May 13, 2015

ESI Disputes Continue In Lawsuit Alleging $350 Million in Damages

by Alan Brooks

The ESI disputes that have plagued the parties and the court in Procaps v. Patheon Inc., Case No. 12-24356-CIV-GOODMAN (S.D.Fla. April 24, 2015) continued last month when Plaintiff Procaps refused to allow Defendant Patheon to depose its court-ordered computer forensics expert.  (Check out ILS’s previous articles here and here discussing Procaps’ failure to issue a litigation hold for over two years after filing its 2012 lawsuit alleging over $350 million in damages, its failure to have its US lawyers consult with its primary office in Columbia regarding search terms, and its admission that its ESI search efforts were inadequate, all of which led the court to appoint a Special Master and an independent computer forensics expert.)

The court-ordered computer forensics expert had filed a lengthy and highly-technical expert report. It noted that Procaps had deleted nearly 200,000 emails, PDFs, Microsoft Word, Excel and Power Point files after it filed its lawsuit in October 2012. Of these documents, 5,700 had a search term in the title, which would have made them subject to production. The report also noted that the same day the court ordered the parties to implement a litigation hold in 2014, Procaps deleted over 17,000 files, at least 278 of which had search terms in their titles.

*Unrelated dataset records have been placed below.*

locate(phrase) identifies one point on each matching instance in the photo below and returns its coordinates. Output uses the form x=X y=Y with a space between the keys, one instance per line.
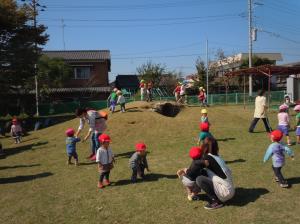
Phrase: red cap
x=140 y=147
x=104 y=138
x=276 y=135
x=195 y=152
x=204 y=126
x=70 y=132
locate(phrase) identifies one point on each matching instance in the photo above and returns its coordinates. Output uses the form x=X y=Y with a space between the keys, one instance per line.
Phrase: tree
x=259 y=81
x=19 y=44
x=152 y=72
x=53 y=72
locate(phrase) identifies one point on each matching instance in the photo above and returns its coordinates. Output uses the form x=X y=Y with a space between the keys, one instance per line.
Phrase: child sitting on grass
x=138 y=162
x=204 y=127
x=105 y=160
x=16 y=131
x=277 y=150
x=297 y=109
x=188 y=175
x=71 y=146
x=284 y=122
x=121 y=101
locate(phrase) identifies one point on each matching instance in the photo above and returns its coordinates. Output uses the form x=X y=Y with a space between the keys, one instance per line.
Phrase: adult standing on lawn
x=97 y=123
x=217 y=183
x=260 y=112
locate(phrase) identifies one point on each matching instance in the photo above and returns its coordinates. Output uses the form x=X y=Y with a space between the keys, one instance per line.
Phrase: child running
x=105 y=160
x=188 y=176
x=71 y=146
x=204 y=117
x=284 y=122
x=277 y=150
x=204 y=127
x=297 y=109
x=16 y=131
x=138 y=162
x=121 y=101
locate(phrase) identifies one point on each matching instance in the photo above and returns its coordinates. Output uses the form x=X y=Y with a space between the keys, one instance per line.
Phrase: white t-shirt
x=260 y=103
x=104 y=156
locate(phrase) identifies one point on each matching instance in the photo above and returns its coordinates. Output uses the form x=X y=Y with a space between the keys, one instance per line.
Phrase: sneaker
x=213 y=205
x=106 y=182
x=100 y=185
x=284 y=185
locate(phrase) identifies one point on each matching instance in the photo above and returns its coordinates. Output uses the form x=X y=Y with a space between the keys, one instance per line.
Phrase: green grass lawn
x=36 y=185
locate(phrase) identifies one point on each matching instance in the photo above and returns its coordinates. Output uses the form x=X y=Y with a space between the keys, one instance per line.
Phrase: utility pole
x=250 y=42
x=34 y=6
x=63 y=29
x=207 y=70
x=35 y=66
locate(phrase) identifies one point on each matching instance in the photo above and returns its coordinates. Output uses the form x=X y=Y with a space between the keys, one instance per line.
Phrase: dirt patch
x=168 y=109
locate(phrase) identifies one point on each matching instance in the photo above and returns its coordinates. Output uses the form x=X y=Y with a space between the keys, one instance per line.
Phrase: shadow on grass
x=11 y=180
x=87 y=163
x=18 y=166
x=22 y=148
x=294 y=180
x=224 y=139
x=235 y=161
x=148 y=178
x=244 y=196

Patheon sought to depose the forensic expert to support a potential motion for spoliation sanctions. Procaps objected, arguing that a local rule prohibited the deposition because Patheon had delayed in seeking the deposition, that no reasonable justification existed to compel the deposition, and that Patheon had already exceeded its deposition limits.

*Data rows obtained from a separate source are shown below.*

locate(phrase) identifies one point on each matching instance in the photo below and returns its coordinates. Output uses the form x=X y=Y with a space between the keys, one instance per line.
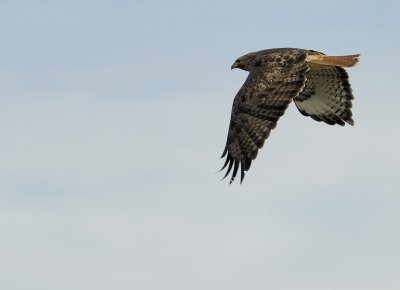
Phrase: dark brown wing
x=327 y=95
x=274 y=80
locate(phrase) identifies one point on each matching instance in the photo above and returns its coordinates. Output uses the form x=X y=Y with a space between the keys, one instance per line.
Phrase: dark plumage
x=317 y=83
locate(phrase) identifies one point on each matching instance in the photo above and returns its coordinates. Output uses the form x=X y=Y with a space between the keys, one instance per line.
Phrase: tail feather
x=343 y=61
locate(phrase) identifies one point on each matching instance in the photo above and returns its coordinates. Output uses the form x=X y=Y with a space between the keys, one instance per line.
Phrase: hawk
x=318 y=84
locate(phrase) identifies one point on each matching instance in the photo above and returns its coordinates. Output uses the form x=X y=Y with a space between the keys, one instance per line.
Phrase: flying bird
x=318 y=84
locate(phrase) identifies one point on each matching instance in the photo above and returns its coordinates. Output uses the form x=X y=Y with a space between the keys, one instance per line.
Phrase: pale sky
x=113 y=116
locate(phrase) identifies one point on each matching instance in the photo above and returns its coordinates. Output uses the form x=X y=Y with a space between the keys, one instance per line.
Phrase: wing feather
x=274 y=80
x=327 y=95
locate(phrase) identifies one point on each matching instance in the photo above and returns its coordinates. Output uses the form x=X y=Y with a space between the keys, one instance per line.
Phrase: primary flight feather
x=318 y=84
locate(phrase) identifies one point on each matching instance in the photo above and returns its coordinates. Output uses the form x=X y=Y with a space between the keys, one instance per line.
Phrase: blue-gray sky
x=113 y=115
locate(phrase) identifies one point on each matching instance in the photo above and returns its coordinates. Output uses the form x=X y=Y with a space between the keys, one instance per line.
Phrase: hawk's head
x=244 y=62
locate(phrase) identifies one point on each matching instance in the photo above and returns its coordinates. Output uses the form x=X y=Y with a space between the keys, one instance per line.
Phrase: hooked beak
x=235 y=65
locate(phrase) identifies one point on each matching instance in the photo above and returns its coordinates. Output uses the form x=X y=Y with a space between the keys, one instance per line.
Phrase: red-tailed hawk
x=317 y=83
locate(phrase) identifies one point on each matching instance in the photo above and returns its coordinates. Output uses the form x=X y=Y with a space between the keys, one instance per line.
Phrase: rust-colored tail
x=343 y=61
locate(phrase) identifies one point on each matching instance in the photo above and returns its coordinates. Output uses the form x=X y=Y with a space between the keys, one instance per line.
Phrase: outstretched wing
x=327 y=95
x=274 y=80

The Southern District of Florida first noted that FRCP 706(b)(2) permits parties to depose expert witnesses, and that the local rule regarding delay is permissive, not mandatory. Accordingly, the court ordered that Patheon could depose the expert witness, concluding that it would be beneficial to the court (and the parties) to have the expert deposed in preparation for trial given the complex ESI issues.